The story alternates between the past (1969) and present day of a family in Ayemenem, India. The family has a rich and complicated history that the author presents in a tapestry of imagery, sounds, smells, tastes, and feelings. The story centers around Estha and Rahel, boy and girl set of twins who are 7 years old in 1969 and live with their mother, Ammu, in the extended family’s home next to their grandmother’s pickle factory. Their uncle Chacko is expecting a visit from his ex-wife and daughter, Sophie Mol, from England, so the whole family drives to Cochin, the city where the flight will arrive.
Sophie and her mother arrive and are taken back to the family home where a few days later a tragedy will occur that will forever change the lives of Estah, Rahel and their mother. The entire novel builds up to this event little by little but in the very first pages of the first chapter, the reader is told that Sophie Mol dies, because we are immediately transported to her funeral.

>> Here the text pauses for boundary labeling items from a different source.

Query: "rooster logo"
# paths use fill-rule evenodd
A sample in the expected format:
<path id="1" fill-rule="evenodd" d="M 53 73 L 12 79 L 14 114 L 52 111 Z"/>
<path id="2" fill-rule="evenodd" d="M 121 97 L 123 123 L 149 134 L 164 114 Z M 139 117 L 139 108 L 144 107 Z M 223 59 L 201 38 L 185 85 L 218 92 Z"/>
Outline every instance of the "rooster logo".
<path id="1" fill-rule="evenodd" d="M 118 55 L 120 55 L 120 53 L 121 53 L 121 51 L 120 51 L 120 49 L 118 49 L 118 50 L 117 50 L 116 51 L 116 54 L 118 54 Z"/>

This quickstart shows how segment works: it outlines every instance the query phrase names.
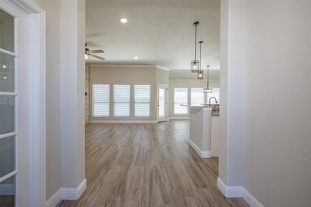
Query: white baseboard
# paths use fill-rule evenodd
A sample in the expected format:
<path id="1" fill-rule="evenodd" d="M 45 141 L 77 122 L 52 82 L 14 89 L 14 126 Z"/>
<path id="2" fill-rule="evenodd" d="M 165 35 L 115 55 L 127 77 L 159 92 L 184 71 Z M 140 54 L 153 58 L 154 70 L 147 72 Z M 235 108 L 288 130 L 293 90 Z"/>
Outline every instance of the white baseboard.
<path id="1" fill-rule="evenodd" d="M 89 120 L 89 124 L 156 124 L 156 120 Z"/>
<path id="2" fill-rule="evenodd" d="M 243 188 L 243 199 L 251 207 L 265 207 L 252 194 Z"/>
<path id="3" fill-rule="evenodd" d="M 55 207 L 60 201 L 61 193 L 59 189 L 46 201 L 46 207 Z"/>
<path id="4" fill-rule="evenodd" d="M 189 139 L 189 144 L 202 158 L 211 158 L 211 151 L 202 151 L 191 139 Z"/>
<path id="5" fill-rule="evenodd" d="M 243 186 L 227 186 L 219 177 L 217 178 L 217 186 L 227 197 L 241 197 L 243 195 Z"/>
<path id="6" fill-rule="evenodd" d="M 86 188 L 86 179 L 84 179 L 76 188 L 61 188 L 61 199 L 76 200 L 79 199 L 84 190 Z"/>
<path id="7" fill-rule="evenodd" d="M 251 207 L 264 207 L 243 186 L 227 186 L 218 177 L 217 178 L 217 187 L 227 197 L 243 197 Z"/>
<path id="8" fill-rule="evenodd" d="M 15 185 L 12 184 L 0 184 L 0 195 L 13 195 L 15 194 Z"/>
<path id="9" fill-rule="evenodd" d="M 190 117 L 169 117 L 169 119 L 171 120 L 187 120 L 187 119 L 189 119 Z"/>

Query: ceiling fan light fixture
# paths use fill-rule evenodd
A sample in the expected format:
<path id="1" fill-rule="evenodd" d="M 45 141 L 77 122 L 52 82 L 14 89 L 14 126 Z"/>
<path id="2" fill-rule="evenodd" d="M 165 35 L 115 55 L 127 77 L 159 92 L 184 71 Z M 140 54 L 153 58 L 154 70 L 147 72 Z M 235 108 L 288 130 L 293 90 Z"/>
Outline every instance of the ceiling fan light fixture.
<path id="1" fill-rule="evenodd" d="M 121 17 L 121 19 L 120 19 L 120 21 L 121 21 L 123 23 L 125 23 L 127 22 L 127 19 L 125 17 Z"/>

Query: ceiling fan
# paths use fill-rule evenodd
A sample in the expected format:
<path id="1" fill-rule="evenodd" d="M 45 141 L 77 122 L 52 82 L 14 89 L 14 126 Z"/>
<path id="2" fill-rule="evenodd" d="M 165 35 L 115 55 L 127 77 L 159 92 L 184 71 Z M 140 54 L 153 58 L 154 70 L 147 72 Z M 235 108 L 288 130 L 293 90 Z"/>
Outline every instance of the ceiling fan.
<path id="1" fill-rule="evenodd" d="M 84 55 L 84 57 L 85 59 L 88 59 L 88 55 L 99 59 L 100 60 L 104 60 L 105 59 L 104 57 L 97 56 L 97 55 L 95 55 L 94 54 L 96 53 L 104 53 L 105 52 L 104 52 L 103 50 L 90 50 L 88 48 L 86 48 L 87 44 L 85 44 L 85 55 Z"/>

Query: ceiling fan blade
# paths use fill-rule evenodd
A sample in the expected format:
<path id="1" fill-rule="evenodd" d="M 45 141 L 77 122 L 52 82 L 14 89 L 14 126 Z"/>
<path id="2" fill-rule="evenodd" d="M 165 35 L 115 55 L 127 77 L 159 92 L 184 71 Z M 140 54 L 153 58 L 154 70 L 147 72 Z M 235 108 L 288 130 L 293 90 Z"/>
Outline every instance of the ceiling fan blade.
<path id="1" fill-rule="evenodd" d="M 103 50 L 90 50 L 90 53 L 104 53 Z"/>
<path id="2" fill-rule="evenodd" d="M 90 54 L 90 55 L 92 56 L 93 57 L 95 57 L 95 58 L 97 58 L 97 59 L 101 59 L 101 60 L 104 60 L 105 59 L 104 57 L 99 57 L 99 56 L 97 56 L 97 55 L 93 55 L 93 54 Z"/>

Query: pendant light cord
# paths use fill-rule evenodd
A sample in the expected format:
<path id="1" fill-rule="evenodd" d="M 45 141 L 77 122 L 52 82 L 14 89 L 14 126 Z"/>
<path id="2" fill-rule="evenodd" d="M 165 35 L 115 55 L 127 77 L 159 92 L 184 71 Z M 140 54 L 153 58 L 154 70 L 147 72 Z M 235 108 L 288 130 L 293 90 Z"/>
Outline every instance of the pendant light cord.
<path id="1" fill-rule="evenodd" d="M 196 60 L 196 27 L 197 27 L 197 24 L 196 24 L 196 38 L 195 38 L 195 41 L 194 41 L 194 60 Z"/>
<path id="2" fill-rule="evenodd" d="M 200 71 L 202 70 L 202 41 L 200 42 Z"/>
<path id="3" fill-rule="evenodd" d="M 207 66 L 207 88 L 209 88 L 209 66 Z"/>

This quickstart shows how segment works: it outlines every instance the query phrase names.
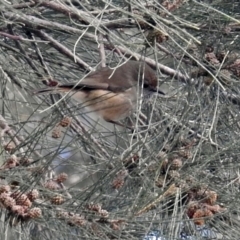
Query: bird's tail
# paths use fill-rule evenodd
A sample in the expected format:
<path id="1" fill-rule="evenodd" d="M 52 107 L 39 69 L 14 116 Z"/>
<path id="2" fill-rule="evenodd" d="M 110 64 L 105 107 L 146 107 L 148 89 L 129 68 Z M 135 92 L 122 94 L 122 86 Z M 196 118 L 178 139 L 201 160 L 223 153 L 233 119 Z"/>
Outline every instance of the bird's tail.
<path id="1" fill-rule="evenodd" d="M 59 92 L 68 92 L 71 91 L 71 88 L 67 88 L 67 87 L 48 87 L 48 88 L 43 88 L 37 91 L 34 91 L 33 94 L 37 95 L 37 94 L 49 94 L 49 93 L 59 93 Z"/>

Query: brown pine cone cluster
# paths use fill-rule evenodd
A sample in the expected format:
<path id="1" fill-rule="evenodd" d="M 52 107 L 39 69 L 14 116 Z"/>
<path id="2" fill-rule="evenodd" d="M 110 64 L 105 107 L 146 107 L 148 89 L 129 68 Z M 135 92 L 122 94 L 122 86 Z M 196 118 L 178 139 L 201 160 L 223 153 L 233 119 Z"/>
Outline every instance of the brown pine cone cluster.
<path id="1" fill-rule="evenodd" d="M 208 188 L 198 187 L 188 191 L 189 204 L 187 206 L 187 216 L 193 219 L 196 225 L 204 225 L 206 220 L 214 214 L 225 211 L 226 209 L 216 204 L 217 193 Z"/>
<path id="2" fill-rule="evenodd" d="M 8 211 L 12 218 L 19 221 L 26 221 L 42 216 L 40 208 L 33 207 L 33 202 L 38 198 L 39 193 L 33 189 L 27 193 L 14 190 L 9 185 L 0 186 L 0 205 Z"/>

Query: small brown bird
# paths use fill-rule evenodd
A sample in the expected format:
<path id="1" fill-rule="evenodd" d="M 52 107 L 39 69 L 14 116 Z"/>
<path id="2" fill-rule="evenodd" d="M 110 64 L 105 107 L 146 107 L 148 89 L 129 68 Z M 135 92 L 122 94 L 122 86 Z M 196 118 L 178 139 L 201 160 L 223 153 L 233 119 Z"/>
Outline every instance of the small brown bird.
<path id="1" fill-rule="evenodd" d="M 70 92 L 71 97 L 91 108 L 105 121 L 122 126 L 118 121 L 131 114 L 142 93 L 164 95 L 157 87 L 157 76 L 149 65 L 128 61 L 116 69 L 98 69 L 79 83 L 60 84 L 39 90 L 36 94 Z"/>

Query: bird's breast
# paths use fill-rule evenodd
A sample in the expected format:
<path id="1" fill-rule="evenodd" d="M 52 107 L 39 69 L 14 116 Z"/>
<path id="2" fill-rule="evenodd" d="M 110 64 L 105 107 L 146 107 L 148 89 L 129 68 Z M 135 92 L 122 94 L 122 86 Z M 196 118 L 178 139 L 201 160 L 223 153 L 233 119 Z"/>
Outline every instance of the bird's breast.
<path id="1" fill-rule="evenodd" d="M 118 121 L 131 114 L 136 104 L 137 93 L 133 88 L 119 93 L 91 90 L 76 92 L 73 97 L 80 99 L 85 107 L 91 108 L 106 121 Z"/>

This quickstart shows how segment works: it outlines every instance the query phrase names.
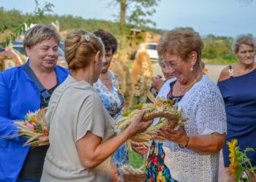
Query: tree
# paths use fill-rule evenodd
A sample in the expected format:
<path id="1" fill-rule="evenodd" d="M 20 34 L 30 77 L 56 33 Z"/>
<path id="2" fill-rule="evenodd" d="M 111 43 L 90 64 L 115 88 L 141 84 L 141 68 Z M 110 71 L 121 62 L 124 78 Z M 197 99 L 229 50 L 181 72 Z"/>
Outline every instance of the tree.
<path id="1" fill-rule="evenodd" d="M 126 22 L 138 26 L 148 24 L 155 25 L 155 23 L 146 17 L 151 16 L 155 12 L 154 7 L 160 0 L 112 0 L 110 6 L 119 5 L 119 21 L 121 34 L 125 34 Z"/>
<path id="2" fill-rule="evenodd" d="M 3 40 L 0 40 L 0 50 L 7 47 L 10 43 L 15 40 L 17 36 L 24 33 L 32 23 L 34 23 L 39 18 L 42 17 L 45 12 L 52 12 L 51 8 L 54 7 L 53 4 L 46 2 L 43 8 L 41 9 L 39 7 L 37 0 L 35 0 L 35 2 L 36 9 L 34 15 L 29 16 L 25 22 L 21 23 L 14 28 L 6 23 L 0 26 L 0 35 L 4 37 Z M 3 9 L 1 9 L 1 10 L 2 11 Z M 20 13 L 18 11 L 14 11 L 14 12 L 18 15 Z"/>

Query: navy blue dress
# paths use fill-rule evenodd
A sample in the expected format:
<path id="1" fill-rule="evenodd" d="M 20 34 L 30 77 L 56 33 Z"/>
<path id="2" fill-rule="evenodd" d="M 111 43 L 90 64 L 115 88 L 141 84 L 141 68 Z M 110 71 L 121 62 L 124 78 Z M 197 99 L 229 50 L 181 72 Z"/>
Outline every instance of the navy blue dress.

So we know what is going to happen, but we don’t yet know why or how. And by alternating between those fateful days in 1969 and Rahel and Estah’s adult lives, we see the terrible things that happened to them, their mother, and the young untouchable man who became their friend, while at the same time we are privy to how those events affected them in their adult lives. I was impressed by how the author accomplished this back and forth motion between the two time zones in her novel, and still managed to keep the reader glued to the page.
Politics, history, human rights, child abuse, incest, the caste system, religion, racism, … the book touches on so many things and through so many beautifully drawn characters. And the idea of the God of Small Things appealed to me very much.
As Estha and Rahel discover:
1. Anything can happen to Anyone, and
2. It’s best to be prepared.
How true and how sad that they had to learn such an adult lesson so early on. Another lesson Rahel learns after saying something thoughtless and ugly to her mother that struck me as tragic but achingly true: “When you hurt people, they begin to love you less. That’s what careless words do. They make people love you a little less.”
With so many sad things happening around them and to them, ultimately Estha and Rahel have to grow up quickly. This book deservedly won the Booker Prize and it is one I will read again. Thanks, Joy!